Polymer-grafted nanoparticles (PGNs) can self-assemble superlattices with intricate crystal symmetries beyond simple crystal structures such as simple cubic or face-centered cubic crystals. Alongside the recent advancements in synthesizing these PGNs to understand their complex crystal assembly, computer simulations pave the way for comprehensively investigating assembly of these complex crystal systems. However, PGNs have a large number of associated high degrees of freedom, making simulation studies of the sluggish assembly kinetics computationally expensive. The Coarse-Graining (CG) method mitigates this issue by treating a nanoparticle and its surrounding polymer complex environment as a single “virtual-particle”, greatly reducing the degrees of freedom by treating inter-particle interactions via a Coarse-Grained Potential of Mean Force (CGPMF). Yet, the non-negligible many-body effect emerging at the thick grafting layer regime greatly complicates the coarse graining process. In this study, we combine techniques introduced in Kostzin et al. [1] and Zhou et al. [2] to enable computationally efficient generation of robust CGPMFs for PNGs. Our approach entails non-equilibrium forward-reverse path integral sampling with carefully chosen reaction coordinates, through the steered molecular dynamics (SMD). We validate our technique by comparing resulting two-body PMFs against those obtained from umbrella sampling method. Furthermore, we demonstrate the calculation of two and three-body CGPMFs, which, when combined, approximate the full many body CGPMFs. Additionally, our technique can be applied to consider up to four-body CGPMFs.
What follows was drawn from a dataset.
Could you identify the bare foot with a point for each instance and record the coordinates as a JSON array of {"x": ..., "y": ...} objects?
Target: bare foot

Ultimately, our technique offers an efficient and reliable route for coarse-graining the PGNs, thereby extending the achievable simulation timescales.
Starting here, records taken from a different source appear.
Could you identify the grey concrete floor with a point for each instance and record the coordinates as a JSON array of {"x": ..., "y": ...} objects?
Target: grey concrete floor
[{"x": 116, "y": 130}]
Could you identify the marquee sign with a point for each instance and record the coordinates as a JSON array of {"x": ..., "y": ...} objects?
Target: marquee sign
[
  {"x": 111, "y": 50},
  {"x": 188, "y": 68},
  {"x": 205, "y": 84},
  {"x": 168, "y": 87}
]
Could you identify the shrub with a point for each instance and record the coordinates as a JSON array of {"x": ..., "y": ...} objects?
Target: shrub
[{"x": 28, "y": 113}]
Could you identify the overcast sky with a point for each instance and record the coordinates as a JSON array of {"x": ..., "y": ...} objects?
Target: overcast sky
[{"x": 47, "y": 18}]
[1] Kosztin, Ioan, Bogdan Barz, and Lorant Janosi. "Calculating potentials of mean force and diffusion coefficients from nonequilibrium processes without Jarzynski’s equality." The Journal of chemical physics 124, no. 6 (2006).

[2] Zhou, Yilong, Sigbjørn Løland Bore, Andrea R. Tao, Francesco Paesani, and Gaurav Arya. "Many-body potential for simulating the self-assembly of polymer-grafted nanoparticles in a polymer matrix." npj Computational Materials 9, no. 1 (2023): 224.